Juan. La primera vez que vi al
diablo (nunca más lo he visto tan de cerca) fue durante unas parrandas en
Remedios. Fumaba el muy condenao un largo tabaco de la mejor marca y seguía el
ritmo de la música arrollando con alegría. “Maestro, usted goza más que un cubano”,
le dije. “ni crea, Juan, los cubanos gozan más que yo que soy el mismo diablo”.
Me sorprendió que conociera mi nombre y burlón me aclaró: “Su nombre como el de
todos los humanos es pronunciado a diario en el Inframundo, y en las alturas,
pregúntale a cualquiera de mis muchachos”. Eran muchos los demonios que lo
rodeaban última fiesta callejera a la que fui. Yo creo que por eso hay tantos
accidentes y riñas. El diablo disfruta a su manera cada jolgorio.
En días nubosos y en noches sin
luna, lejos ya de la luz eléctrica “la maldita” se escabullía y el alivio de la
tregua le era por buen provecho al viejo, para proseguir a la siguiente jornada
con su arduo empeño. Hasta el momento en que cansado de la continua agonía,
decidió ponerle fin, de una vez y por todas, a tan gravosa carga.
JUAN. El tocayo Juan Miralla y
yo, habíamos soñado con el mismo tesoro la misma noche , por eso nos pusimos de
acuerdo y fuimos juntos, en bote, a la Punta de la Cocorrona. Escarbamos y
pronto dimos con la caja de bronce visualizada en el sueño. En ese preciso
instante, de la nada aparecieron dos perros pintos de mediano tamaño, que después
de ladrar un poco comenzaron a crecer…El tocayo tomó por su rumbo y yo por el
mío y durante tres días con sus noches no paré de correr…¿Usted cree todavía,
doctora, que mis problemas tengan su origen en los libros?
Luego de pasar la mañana
afilando un olvidado machete, salió Juan a la calle, con el reto implícito en
su arma. Desafió, maldijo, ofendió a su rival en los lugares donde
frecuentemente la encontraba. Sin embargo, pese a la sarta de injurias, por
temor acaso o por la constante llovizna que caía de un cielo nublado, Ella no
se presentó.
Con el decir de un nuevo día, se
desperdigaron los nubarrones y el Sol, más allá de los círculos de aves, volvió
a brillar desde su plenitud.
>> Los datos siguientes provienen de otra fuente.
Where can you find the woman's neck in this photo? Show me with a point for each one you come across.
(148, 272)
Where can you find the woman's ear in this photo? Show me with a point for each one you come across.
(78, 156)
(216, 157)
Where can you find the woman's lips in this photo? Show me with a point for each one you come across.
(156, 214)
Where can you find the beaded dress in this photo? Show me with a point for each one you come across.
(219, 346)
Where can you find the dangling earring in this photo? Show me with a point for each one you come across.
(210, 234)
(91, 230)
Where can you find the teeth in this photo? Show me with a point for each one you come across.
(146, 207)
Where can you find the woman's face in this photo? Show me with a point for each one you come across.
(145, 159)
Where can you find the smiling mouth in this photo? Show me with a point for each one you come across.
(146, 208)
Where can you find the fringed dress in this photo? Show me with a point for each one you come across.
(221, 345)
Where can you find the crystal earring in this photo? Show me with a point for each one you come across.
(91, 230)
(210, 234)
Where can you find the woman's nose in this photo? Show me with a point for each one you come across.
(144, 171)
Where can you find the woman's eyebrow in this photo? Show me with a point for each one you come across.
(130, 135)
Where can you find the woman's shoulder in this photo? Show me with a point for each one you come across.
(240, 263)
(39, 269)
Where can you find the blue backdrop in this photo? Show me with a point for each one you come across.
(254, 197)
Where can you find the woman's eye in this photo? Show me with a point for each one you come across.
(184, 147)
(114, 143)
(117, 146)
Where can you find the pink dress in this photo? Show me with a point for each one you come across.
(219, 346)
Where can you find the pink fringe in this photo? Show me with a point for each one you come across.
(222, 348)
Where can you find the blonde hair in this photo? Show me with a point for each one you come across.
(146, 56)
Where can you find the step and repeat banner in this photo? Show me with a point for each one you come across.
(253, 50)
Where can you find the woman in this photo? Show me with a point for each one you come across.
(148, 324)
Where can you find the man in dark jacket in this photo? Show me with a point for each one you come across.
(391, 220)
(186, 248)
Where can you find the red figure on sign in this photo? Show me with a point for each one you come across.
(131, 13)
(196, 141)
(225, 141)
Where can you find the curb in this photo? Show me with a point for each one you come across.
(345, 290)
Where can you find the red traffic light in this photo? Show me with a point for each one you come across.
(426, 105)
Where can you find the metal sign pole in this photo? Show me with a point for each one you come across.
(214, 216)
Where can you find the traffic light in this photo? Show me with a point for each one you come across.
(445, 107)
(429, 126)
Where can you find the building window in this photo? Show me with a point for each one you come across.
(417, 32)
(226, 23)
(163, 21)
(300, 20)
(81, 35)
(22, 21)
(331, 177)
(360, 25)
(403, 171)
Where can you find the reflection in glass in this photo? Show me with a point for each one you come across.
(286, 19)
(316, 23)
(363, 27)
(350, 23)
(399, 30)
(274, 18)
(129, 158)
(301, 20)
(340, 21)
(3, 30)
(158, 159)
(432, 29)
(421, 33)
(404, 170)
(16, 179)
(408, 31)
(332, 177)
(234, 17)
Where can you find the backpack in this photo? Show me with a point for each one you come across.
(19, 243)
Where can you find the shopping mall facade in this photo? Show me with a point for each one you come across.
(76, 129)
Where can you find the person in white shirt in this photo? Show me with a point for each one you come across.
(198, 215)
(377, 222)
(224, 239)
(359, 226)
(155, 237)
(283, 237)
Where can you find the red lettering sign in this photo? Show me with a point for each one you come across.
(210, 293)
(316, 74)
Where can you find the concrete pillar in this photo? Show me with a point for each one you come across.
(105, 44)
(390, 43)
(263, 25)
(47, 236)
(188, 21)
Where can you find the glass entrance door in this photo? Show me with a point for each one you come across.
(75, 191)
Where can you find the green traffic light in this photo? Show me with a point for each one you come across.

Ocasión propicia en la que a Juan no le fue
necesario desandar trecho alguno, para descubrir a su mortal enemiga. Frente a
la puerta de la calle lo aguardaba Ella, desafiante y robusta.
Alzó él su tembloroso machete y
Ella lo imitó, ya luego todo se hizo un revoltijo de furias: ataques, contraataques,
tajo arriba, corte abajo…en rudo combate cuerpo a cuerpo y sin cuartel.
Cuando Juan Galdes, escoltado
por los dos hombres de blanco era conducido hacia la ambulancia; aún tuvo vista
para observar a La Sombra, danzando y riendo a mitad de la calle, rodeada de un
coro mixto de gnomos y vecinos, que la aplaudían hasta el delirio.